男の子は必死に指示を飛ばし、対する女の子は落ち着いた表情でリンクスを操っている。 どうやら先ほどの衝撃音は、彼女のリンクスが放った技の余波らしい。女の子の方は見ている感じ大分手を抜いているようだが、それでも男の子のリンクスは倒れ伏していた。
「……あれ、あの子確か……」
リナが目を細める。
「知ってんのか?」
「ほら、一年で既にゴールドランクだって噂になってた子だよ」
一年でゴールド。いないわけではないが、よほどの才能がなければ無理だろう。近くにいた上級生に事情を聞くと、どうやら「戦ってみたい」と挑んだ一年生たちが、彼女を初心者フィールドに誘ったらしい。
「いやいや……初心者フィールドでやる相手じゃないだろ……」
真也が呆れたように言った、その時。悠たちと同じように駆けつけてきた職員が、顔を真っ赤にして怒鳴った。
「おい! ここは初心者フィールドだぞ! 何をしてるんだ!」
職員の声が響き渡り、フィールド内の二人もようやく動きを止めた。男の子は肩で息をし、女の子はまるで何事もなかったかのようにリンクスを戻している。

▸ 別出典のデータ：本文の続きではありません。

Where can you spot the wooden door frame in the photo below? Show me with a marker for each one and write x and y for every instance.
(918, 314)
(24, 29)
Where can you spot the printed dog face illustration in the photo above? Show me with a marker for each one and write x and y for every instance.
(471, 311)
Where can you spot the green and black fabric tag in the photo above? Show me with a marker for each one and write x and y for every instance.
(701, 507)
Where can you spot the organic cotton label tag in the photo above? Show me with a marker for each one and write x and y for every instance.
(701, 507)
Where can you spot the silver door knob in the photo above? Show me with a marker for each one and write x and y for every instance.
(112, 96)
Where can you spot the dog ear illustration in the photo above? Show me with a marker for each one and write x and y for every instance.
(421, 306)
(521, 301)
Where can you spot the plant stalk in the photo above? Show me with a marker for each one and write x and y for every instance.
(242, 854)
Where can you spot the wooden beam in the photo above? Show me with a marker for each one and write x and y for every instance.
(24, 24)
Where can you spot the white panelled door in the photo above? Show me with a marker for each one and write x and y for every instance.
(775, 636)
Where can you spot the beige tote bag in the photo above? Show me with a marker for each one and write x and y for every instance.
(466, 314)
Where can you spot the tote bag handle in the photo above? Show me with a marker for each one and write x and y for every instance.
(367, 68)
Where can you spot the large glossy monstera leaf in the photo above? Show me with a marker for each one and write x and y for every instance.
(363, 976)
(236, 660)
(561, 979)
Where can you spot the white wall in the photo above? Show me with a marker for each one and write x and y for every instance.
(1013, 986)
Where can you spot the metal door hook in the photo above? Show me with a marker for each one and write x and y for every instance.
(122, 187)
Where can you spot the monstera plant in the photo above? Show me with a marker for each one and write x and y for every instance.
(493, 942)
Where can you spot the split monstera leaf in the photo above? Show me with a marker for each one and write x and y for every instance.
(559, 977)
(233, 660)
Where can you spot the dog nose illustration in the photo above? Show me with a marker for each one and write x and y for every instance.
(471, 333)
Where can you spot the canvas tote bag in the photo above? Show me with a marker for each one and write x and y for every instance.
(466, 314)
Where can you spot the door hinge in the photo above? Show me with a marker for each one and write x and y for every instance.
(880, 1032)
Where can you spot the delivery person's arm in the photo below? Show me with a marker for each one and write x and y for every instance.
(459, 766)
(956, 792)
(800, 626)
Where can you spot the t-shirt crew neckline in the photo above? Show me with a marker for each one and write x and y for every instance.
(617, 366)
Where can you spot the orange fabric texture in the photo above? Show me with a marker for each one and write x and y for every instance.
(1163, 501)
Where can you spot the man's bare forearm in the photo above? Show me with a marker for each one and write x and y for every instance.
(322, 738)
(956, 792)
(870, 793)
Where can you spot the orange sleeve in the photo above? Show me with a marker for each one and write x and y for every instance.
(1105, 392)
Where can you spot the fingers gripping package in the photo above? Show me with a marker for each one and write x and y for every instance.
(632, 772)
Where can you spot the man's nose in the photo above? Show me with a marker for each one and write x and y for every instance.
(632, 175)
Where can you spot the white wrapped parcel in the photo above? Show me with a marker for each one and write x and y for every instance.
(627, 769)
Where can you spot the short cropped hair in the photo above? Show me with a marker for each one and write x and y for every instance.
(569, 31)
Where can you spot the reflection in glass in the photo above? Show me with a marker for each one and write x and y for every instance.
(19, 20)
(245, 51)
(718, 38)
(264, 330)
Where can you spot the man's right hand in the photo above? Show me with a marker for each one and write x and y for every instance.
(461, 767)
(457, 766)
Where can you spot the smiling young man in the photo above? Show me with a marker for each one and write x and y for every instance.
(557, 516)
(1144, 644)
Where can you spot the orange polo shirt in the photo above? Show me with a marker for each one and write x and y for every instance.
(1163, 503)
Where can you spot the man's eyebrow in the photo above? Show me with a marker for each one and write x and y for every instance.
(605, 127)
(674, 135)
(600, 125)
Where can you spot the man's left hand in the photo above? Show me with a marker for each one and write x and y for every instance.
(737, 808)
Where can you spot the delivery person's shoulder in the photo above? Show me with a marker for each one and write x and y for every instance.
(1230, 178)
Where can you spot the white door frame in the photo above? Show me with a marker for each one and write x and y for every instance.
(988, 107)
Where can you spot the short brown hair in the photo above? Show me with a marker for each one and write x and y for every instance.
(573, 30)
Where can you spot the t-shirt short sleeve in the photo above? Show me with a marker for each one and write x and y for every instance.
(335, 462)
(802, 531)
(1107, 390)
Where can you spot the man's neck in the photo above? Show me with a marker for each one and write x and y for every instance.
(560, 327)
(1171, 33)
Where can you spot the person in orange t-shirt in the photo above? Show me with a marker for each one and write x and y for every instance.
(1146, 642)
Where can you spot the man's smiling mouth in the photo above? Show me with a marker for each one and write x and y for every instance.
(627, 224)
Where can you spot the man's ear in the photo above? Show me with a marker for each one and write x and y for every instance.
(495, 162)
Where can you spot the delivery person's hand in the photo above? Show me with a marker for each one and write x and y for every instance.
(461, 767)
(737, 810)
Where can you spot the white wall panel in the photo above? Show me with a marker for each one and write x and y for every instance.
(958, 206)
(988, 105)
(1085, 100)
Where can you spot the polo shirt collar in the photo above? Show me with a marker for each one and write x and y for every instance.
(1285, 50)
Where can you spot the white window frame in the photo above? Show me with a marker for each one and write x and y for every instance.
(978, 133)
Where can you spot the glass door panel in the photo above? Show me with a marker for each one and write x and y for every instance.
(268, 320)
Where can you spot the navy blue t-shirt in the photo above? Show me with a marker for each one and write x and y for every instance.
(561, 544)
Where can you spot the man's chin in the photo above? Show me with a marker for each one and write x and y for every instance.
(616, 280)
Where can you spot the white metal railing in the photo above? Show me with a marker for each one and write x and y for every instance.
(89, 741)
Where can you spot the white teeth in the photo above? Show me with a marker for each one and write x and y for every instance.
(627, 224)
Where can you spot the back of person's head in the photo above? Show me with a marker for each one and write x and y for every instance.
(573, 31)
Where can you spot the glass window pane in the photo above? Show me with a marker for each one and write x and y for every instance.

周囲の学生たちは口々に騒ぎながら、何が起きたのかを確認しようと集まってくる。悠と真也、そしてリナも、その場の様子を見守っていた。
一年生は職員たちにしこたましかられ、集まっていた生徒たちにも戻るように促された。 悠たちはその様子を見た後、自分たちが使う予定だったバトルフィールドへ戻ってきていた。
さっきの騒ぎの余韻がまだ残っているのか、周囲の学生たちもどこか落ち着かない様子だ。真也も肩をすくめながら笑った。
「いやー、それにしてもすごかったな今の。一年であの威力は反則だろ」
リナも同意するように頷く。
「一年生って聞いてびっくりしたよ。あんなに強い子、見たことないかも」
悠はリングデバイスを手の中で軽く回しながら、二人の会話を聞いていた。
「まあ……強い人は強いよ。学年とか関係なくね」
「それはそうだけどさ」 真也は苦笑しつつ、フィールドの中央を指さした。 「ほら、もう再開できそうだし、俺らも準備しようぜ」
フィールドの緊急停止は解除され、職員が安全確認を終えたところだった。 周囲の学生たちも、ようやく自分たちのバウトに戻り始めている。
リナがウィンフィを呼び出しながら言った。
「じゃあ、今日はそれぞれ練習って感じ?」
「そうだな。俺はランクポイント稼ぎたいし」 真也が拳を握る。
悠は軽く伸びをして、フィールドに向かって歩き出した。